Wow i could have written this post myself! My DS 12 months is exactly the same, gone from a very happy chilled out baby to a whingey frustrated baby. Sleeps gone out the window too. He wakes several times a night crying, standing in his cot, used to sleep through lovely! He is only happy when being walked round and eats everything off the floor too! Really frustrating. Feel sorry for my other DS 3 years cos i have no time for him. Hoping things improve when he can walk!

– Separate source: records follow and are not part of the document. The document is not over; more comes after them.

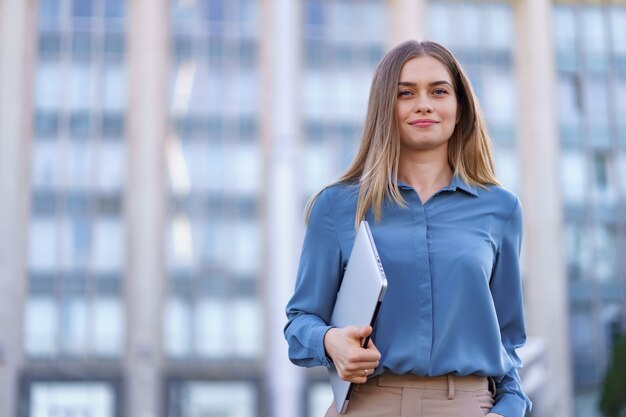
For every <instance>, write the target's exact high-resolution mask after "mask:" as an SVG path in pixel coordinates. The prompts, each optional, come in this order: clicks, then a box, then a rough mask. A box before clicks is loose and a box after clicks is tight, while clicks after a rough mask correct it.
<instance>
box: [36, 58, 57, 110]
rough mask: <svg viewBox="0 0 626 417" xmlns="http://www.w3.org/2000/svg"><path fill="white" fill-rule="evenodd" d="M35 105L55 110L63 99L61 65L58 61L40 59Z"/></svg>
mask: <svg viewBox="0 0 626 417" xmlns="http://www.w3.org/2000/svg"><path fill="white" fill-rule="evenodd" d="M35 71H36V81H35V107H36V108H38V109H44V110H55V109H57V108H58V107H59V105H60V101H61V88H62V86H63V80H62V79H61V67H60V63H59V62H58V61H40V62H39V63H38V65H37V67H36V70H35Z"/></svg>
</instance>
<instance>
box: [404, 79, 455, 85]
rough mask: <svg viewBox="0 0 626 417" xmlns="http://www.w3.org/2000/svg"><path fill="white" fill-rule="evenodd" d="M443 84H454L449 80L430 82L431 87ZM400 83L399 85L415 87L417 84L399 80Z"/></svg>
mask: <svg viewBox="0 0 626 417" xmlns="http://www.w3.org/2000/svg"><path fill="white" fill-rule="evenodd" d="M443 84H445V85H448V86H450V87H452V84H450V83H449V82H447V81H445V80H440V81H433V82H430V83H428V86H429V87H433V86H436V85H443ZM398 85H399V86H405V87H415V86H416V85H417V84H416V83H412V82H410V81H399V82H398Z"/></svg>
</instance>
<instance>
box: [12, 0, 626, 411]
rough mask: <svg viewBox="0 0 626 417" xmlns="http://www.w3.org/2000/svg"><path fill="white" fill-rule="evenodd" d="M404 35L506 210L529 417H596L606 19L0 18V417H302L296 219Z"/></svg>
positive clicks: (487, 11) (617, 175) (80, 6)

SpanielFace Sun 21-Jul-13 13:51:43

DS is 11 months and obsessed with eating fluff - we have a heavily moulting dog and cat at the moment, so it's a constant battle - god knows how much animal hair he's eaten in his short life! grin

He isn't yet crawling (or really trying to), so has to be carried everywhere (and has a panicky melt down when I move more than 2 foot away from him). He's a big, tall, chubby boy, at 25lbs, and my back is starting to get sore from lifting him. The sooner he gets mobile, the better! (Although I'm sure it might regret saying that!). I'm
also fed up of the "Is he not crawling yet?" comments from people. hmm

His absolute favourite thing to do at the moment is sit on my lap, either poking his fingers up my nose or in my mouth, or chewing my clothes. A muslin or a toy apparently isn't acceptable - it has to be what I'm actually wearing. He actually bit a hole in my top yesterday. confused

I also plan my days around his naps, as he won't nap unless in the dark & in his cot. He's always been the same. Everyone thinks its odd, my mum is quite critical, but it avoid me ending up with an overtired grumpy baby.

Just to let you know that you're not alone. Hopefully it gets easier, eventually?